Business performance management (BPM) isn't a piecemeal concept. It was never meant to be applied only to some parts of an organization and then come to a screeching halt. The grand plan behind BPM is to keep going, to permeate virtually every nook and cranny, connecting all the separate business units and departments under one transparent set of strategies, tactics and metrics. That's the stuff perfor-mance-driven cultures are made of. It's how significant performance improvement takes hold, enabling a company to respond more quickly to business change, armed with better, more timely information about how it's doing as a whole.

Most companies, however, never reach that ultimate stage because the road to a holistic adoption of BPM is often a rocky one. Some parts of the organization are more BPM-friendly than others. Perhaps the least amicable is the IT department, which has historically possessed the kind of characteristics that tend to slam the door on BPM. As a result, many IT departments are finding themselves increasingly unable to keep up with the accelerated rate of change in the business environment and in danger of becoming a serious impediment to performance improvement.

IT's Image Problem

Perhaps the most fundamental problem is one of perception. Among IT's BPM-resistant features is the way the function measures itself, often in technical terms relating to systems reliability that are less than helpful when it comes to measuring business profitability. And that contributes to IT's image problem within the organization.

"Not many executives see IT as a true business partner, which in part is why their satisfaction with IT's performance is tepid at best," says Robert S. Gold, vice president and practice leader for strategic infor-mation technology management at Lincoln, Mass.-based Palladium Group Inc., a consultancy that focuses on strategy execution. "Historically, IT has been regarded as a shared services organization, which represents a subservient view of IT, and a view which plays into the way IT is funded."

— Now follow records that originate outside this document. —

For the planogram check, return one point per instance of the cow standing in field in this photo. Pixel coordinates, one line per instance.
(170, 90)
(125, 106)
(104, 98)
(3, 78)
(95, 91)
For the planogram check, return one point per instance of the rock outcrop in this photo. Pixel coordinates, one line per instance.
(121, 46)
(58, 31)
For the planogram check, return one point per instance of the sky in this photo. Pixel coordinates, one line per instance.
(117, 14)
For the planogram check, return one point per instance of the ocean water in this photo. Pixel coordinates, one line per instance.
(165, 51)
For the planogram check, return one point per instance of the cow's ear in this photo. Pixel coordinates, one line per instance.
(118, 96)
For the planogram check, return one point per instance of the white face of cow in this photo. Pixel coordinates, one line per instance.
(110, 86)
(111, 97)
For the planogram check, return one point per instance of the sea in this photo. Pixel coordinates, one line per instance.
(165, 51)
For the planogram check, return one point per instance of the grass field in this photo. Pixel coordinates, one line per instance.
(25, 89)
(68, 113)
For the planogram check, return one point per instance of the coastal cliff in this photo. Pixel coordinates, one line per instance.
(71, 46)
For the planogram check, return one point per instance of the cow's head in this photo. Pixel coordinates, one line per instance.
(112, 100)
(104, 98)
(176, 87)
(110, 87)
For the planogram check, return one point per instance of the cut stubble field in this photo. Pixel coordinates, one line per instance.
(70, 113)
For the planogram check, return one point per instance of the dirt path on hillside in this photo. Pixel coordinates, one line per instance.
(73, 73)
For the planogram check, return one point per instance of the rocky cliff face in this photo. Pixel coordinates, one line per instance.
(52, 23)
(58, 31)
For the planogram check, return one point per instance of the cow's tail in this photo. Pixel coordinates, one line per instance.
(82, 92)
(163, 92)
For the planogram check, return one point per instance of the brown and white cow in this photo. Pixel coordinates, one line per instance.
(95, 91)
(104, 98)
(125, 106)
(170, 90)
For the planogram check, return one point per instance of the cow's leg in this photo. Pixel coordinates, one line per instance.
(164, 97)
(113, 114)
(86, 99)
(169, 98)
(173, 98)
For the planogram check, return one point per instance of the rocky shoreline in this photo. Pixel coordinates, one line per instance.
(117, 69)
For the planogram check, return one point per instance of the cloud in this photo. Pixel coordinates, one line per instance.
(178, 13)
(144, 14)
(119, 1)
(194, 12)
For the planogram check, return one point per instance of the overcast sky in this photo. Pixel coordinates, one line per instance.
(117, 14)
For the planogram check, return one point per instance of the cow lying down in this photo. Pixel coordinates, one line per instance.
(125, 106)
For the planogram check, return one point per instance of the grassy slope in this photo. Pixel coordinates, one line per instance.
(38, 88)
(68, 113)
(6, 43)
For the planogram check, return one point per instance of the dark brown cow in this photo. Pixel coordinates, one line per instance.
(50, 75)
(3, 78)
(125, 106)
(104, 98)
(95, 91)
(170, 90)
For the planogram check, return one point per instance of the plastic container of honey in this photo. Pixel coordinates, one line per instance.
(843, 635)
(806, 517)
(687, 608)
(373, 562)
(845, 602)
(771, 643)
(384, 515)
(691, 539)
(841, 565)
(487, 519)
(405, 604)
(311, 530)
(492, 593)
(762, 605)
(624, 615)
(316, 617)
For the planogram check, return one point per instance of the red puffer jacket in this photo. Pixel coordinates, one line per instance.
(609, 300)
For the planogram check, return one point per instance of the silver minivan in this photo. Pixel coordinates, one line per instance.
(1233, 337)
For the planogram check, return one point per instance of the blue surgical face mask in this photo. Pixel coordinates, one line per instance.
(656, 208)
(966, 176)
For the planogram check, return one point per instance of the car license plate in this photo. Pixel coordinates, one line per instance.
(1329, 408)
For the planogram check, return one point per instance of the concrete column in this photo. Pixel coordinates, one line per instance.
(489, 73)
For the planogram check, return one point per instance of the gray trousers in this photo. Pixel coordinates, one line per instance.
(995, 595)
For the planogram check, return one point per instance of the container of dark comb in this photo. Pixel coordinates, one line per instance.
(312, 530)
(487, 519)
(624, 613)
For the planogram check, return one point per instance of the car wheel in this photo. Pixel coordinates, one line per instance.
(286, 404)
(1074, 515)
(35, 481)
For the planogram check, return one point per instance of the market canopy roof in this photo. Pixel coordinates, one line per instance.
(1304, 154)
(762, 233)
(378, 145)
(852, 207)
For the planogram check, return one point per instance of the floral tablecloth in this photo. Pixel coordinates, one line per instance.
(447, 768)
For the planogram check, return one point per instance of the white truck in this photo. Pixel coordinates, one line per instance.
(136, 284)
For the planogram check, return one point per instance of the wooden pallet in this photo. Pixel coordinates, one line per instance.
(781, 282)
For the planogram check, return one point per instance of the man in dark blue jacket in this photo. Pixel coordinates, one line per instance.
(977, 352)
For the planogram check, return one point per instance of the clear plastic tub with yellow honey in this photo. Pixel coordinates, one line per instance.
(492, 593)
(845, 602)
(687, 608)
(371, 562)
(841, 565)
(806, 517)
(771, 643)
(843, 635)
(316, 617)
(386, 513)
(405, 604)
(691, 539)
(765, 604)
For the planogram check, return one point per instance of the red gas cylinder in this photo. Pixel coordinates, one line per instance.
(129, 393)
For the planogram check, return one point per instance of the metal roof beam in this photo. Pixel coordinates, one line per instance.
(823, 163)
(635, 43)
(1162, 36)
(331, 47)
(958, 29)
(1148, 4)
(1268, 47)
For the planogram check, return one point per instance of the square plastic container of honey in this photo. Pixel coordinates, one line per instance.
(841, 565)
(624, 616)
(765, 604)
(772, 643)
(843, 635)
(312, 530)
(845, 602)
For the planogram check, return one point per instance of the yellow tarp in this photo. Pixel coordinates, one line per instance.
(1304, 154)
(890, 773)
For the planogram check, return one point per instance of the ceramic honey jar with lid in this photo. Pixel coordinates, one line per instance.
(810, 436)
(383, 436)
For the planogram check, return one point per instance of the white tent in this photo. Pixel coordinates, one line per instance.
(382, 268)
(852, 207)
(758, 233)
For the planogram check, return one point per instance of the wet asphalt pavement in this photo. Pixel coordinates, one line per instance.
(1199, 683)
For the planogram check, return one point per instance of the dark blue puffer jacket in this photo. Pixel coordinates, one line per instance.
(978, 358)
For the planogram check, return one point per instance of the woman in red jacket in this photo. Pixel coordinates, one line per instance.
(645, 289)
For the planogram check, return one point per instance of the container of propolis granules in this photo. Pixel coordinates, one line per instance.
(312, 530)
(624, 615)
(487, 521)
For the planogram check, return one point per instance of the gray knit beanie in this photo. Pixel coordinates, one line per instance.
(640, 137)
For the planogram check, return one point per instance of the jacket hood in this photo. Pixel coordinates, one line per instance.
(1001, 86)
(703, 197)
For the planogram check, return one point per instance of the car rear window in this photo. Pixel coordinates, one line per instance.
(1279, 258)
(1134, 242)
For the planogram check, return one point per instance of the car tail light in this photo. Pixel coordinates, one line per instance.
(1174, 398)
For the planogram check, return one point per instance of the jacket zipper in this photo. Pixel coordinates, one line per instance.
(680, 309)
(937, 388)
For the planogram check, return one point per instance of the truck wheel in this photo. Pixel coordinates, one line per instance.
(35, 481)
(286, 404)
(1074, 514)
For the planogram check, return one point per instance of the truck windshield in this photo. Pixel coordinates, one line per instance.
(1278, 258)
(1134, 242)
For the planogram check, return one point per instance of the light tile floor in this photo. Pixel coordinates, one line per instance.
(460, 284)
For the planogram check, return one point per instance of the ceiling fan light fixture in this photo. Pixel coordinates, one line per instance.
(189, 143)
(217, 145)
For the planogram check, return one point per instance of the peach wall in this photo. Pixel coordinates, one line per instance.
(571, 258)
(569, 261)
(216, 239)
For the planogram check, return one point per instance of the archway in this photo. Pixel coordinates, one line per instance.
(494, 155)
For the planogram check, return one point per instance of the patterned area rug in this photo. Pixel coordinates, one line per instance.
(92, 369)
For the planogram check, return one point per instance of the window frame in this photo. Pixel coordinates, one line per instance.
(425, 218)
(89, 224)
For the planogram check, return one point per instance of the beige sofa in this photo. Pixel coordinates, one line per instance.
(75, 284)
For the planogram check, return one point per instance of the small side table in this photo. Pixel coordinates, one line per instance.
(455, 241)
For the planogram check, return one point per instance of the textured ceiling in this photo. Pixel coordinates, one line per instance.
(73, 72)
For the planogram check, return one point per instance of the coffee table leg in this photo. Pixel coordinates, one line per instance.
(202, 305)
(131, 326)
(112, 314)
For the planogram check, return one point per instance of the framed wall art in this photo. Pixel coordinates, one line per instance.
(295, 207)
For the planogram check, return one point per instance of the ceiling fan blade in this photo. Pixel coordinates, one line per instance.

The finance model for IT -- typically not much more than a spending limit for its budget -- inhibits performance improvement, according to Gold. Preferably, IT should forecast and budget in line with the changing needs of the business. "Companies need a consumption-based forecast model for IT, one that takes into account the company's business strategies," Gold says. Such a forecast considers the IT resources the organization would need to consume in order to meet current and future objectives. "Granted, that's a radical idea, and it requires a recognition that IT can control its own spending. But that type of model allows IT to create value by enabling the business to execute strategies, contributing to business success. Viewing IT as merely an expense is counter to any sort of partnership."

Gold cites the successful case of defense industry giant Lockheed Martin Corp., headquartered in Bethesda, Md. The company made IT pivotal to its business strategy by borrowing from the military strategy of horizontal integration, which delivers information across satellites to a soldier in a tank or a plane in real time. "Lockheed Martin realizes the more its internal IT group is able to facilitate horizontal integration within the organization, the better it can deliver horizontal integration to the marketplace," says Gold. "The company uses the Balanced Scorecard to put everyone within IT, about 5,000 employees, on the same page when it comes to business strategy. That's helped IT better understand the business, opening up a richer dialog between IT and business managers." Gold adds, "Instead of limiting IT to measures around cost and quality, Lockheed Martin can use the Balanced Scorecard to also measure IT's agility and innovation."